Dans ces provinces, rares sont ceux qui se font dépister de la Covid-19 par peur d’être stigmatisés une fois que les résultats sont positifs.
Des témoignages des patients font froid dans le dos : les familles les fuient, les amis aussi. Au lieu de les soutenir dans leurs douleurs, ils les accusent d’être des porteurs de la mort.

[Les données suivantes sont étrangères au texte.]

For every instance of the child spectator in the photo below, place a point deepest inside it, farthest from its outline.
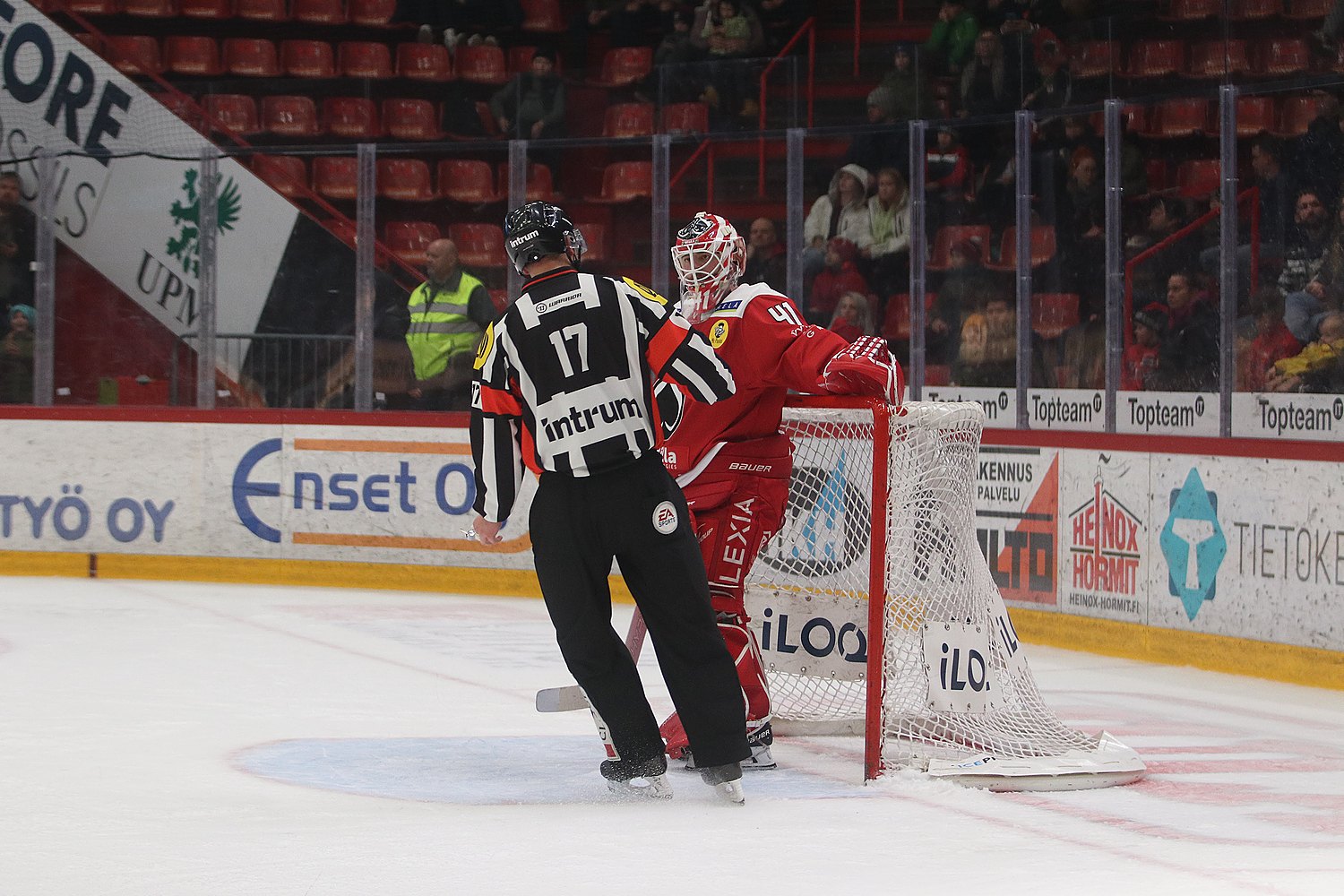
(1140, 359)
(836, 279)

Nous les appellerons Gilbert, Nestor, Patrice, etc pour leur anonymat. Ils ont fait le dépistage de la Covid-19 à l’hôpital régional de Gitega, les uns volontairement sans signes cliniques apparents, les autres sont venus après avoir soupçonné qu’ils auraient été contaminés mais sans savoir où et quand et par qui. Par malchance, le verdict tombe après deux jours, ils sont malades du coronavirus et commencent le confinement pour prendre les médicaments appropriés. Sur le lit de l´hôpital, Gilbert laisse son téléphone portable allumé espérant recevoir des appels ou les messages de soutien de la part de ses amis ou de sa famille. Mais la situation tourne au vinaigre. Les uns l’appellent même dans les heures avancées de la nuit pour le mettre en garde de ne plus venir à la colline, les autres demandent pourquoi il a attrapé le coronavirus.

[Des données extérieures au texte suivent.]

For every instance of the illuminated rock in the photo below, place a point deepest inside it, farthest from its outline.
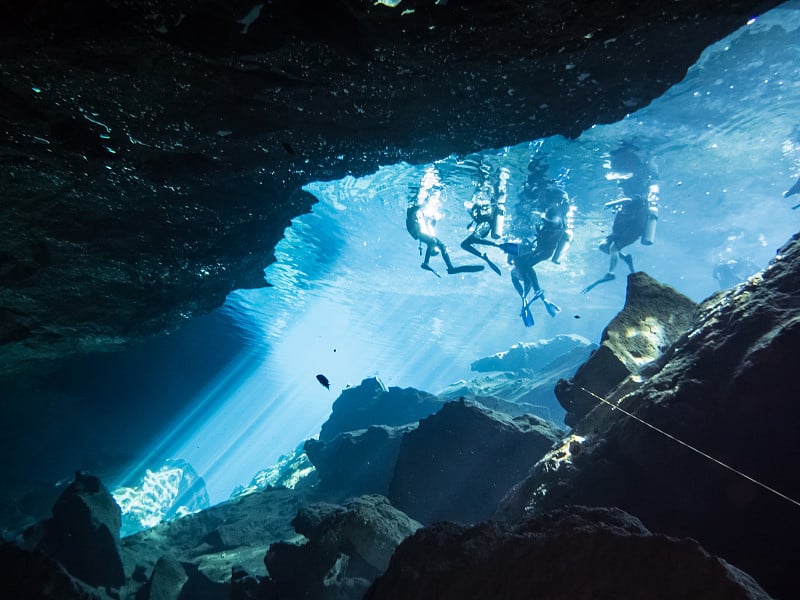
(372, 403)
(726, 392)
(521, 380)
(654, 316)
(459, 463)
(171, 491)
(576, 552)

« Il arrive que je prenne la décision de casser mon téléphone pour ne plus recevoir ces appels. Matin, midi, soir c’est le même scénario. Au lieu de me réconforter, ils m’enfoncent», nous a confié Gilbert à travers la fenêtre de sa chambre de confinement. D’après lui, même des personnes qu’il croyait être ses proches ne font que le déshumaniser.
« Même ma femme a regagné ce groupe de gens qui me demandent pourquoi j’ai attrapé cette maladie. Elle m’a révélé qu’elle ne viendra jamais à l’hôpital, que je meurs seul comme si j’ai été contaminé volontairement », déplore-t-il.
Une personne de Karusi a été contrôlée positive dernièrement. Comme il a des moyens pour s’auto- confiner et prendre des médicaments en suivant strictement les consignes des médecins, elle est retournée sur la colline, avec l’accord des médecins. Arrivée à Karusi, comme une traînée de poudre, les informations ont circulé à travers toute la commune et une sorte de frénésie calomnieuse anime les débats.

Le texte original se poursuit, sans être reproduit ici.